If possible, doctors (earlier in the chain) should explain the real situation to the patients’ relatives and make them understand the necessity of fast referral. Another option could be that the lower tier already provides some basic emergency treatment so that the patient reaches the speciality hospital with some (more) time for treatment. However, for this, one needs to make arrangements for the necessary human resources and infrastructure at the lower tier hospitals (or make super specialized hospitals available at the nearest town). At present, many states go for the second approach, but this approach suffers, unsurprisingly, from a lack of specialized doctors. A specialized doctor who can earn a lot in the private sector after his nine-to-five government job, is rarely ready to provide services far away from state capitals and even if they do go there, it’s usually only for few days in a week.
On the other hand, interns should also acquire some human managerial skills, which could be included in their course curriculum. Alternatively, hospitals may think of appointing managers like in private hospitals, to deal with such critical situations.

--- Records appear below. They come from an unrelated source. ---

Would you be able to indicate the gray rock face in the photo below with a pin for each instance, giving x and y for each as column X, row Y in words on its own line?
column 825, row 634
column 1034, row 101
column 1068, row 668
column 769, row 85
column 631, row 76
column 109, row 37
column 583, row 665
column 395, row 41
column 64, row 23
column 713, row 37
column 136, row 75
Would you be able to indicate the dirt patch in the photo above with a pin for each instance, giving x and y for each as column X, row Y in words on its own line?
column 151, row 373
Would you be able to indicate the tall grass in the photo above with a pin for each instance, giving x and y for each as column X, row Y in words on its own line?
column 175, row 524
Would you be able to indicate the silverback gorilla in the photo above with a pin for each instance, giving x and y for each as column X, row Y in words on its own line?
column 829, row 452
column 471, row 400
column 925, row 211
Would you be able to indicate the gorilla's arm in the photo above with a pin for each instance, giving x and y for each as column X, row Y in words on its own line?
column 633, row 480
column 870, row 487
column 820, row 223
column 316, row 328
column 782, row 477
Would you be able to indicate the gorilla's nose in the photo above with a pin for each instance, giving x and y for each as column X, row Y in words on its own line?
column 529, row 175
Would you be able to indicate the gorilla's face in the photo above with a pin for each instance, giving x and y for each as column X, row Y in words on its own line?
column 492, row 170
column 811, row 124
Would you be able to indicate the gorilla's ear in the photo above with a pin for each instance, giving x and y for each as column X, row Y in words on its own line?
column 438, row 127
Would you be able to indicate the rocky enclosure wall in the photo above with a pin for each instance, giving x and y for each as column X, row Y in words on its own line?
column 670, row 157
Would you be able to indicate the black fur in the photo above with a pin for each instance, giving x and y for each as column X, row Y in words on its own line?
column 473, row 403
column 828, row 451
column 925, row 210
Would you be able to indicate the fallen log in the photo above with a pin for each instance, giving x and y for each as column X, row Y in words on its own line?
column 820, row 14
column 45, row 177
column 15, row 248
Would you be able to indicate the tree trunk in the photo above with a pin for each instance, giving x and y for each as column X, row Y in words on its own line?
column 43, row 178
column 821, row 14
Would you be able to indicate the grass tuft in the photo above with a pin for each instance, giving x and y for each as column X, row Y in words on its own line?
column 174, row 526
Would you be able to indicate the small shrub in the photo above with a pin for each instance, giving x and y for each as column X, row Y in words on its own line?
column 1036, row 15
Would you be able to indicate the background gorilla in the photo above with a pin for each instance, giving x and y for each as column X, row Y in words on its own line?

Another question pops up then: while treatment at government hospitals is free of cost, private hospitals often charge a big amount of money and can undertake many unnecessary medical procedures, so why are violent incidents not that common in private hospitals? Is it because media report more such cases from government hospitals, while private hospitals manage to escape most of the media scanning? Let us not get into the media dynamics here (which certainly might play a role in certain political contexts), but rather focus on other probable causes for the apparent violence gap. A key reason has to do with the packaging of the care provided: as government facilities provide health services free of cost, they are often considered of poor quality – which is not necessarily true, and quality is clearly also an issue in many private facilities, yet, the perception is different. The tight management and security system in private hospitals is another reason. There, to reach a doctor one needs to pass several scanning points. Fortunately, nowadays public hospitals are also increasingly appointing hospital managers to handle the risk of furious mobs and are tightening their security system with the help of local police.
To conclude, it is neither desirable that a patient dies because of a doctor’s negligence nor it is acceptable that doctors are victims of violence. Therefore in a country like ours, where the doctor-population ratio is (still) miserable, it is high time we think in terms of system strengthening both from the demand and supply side.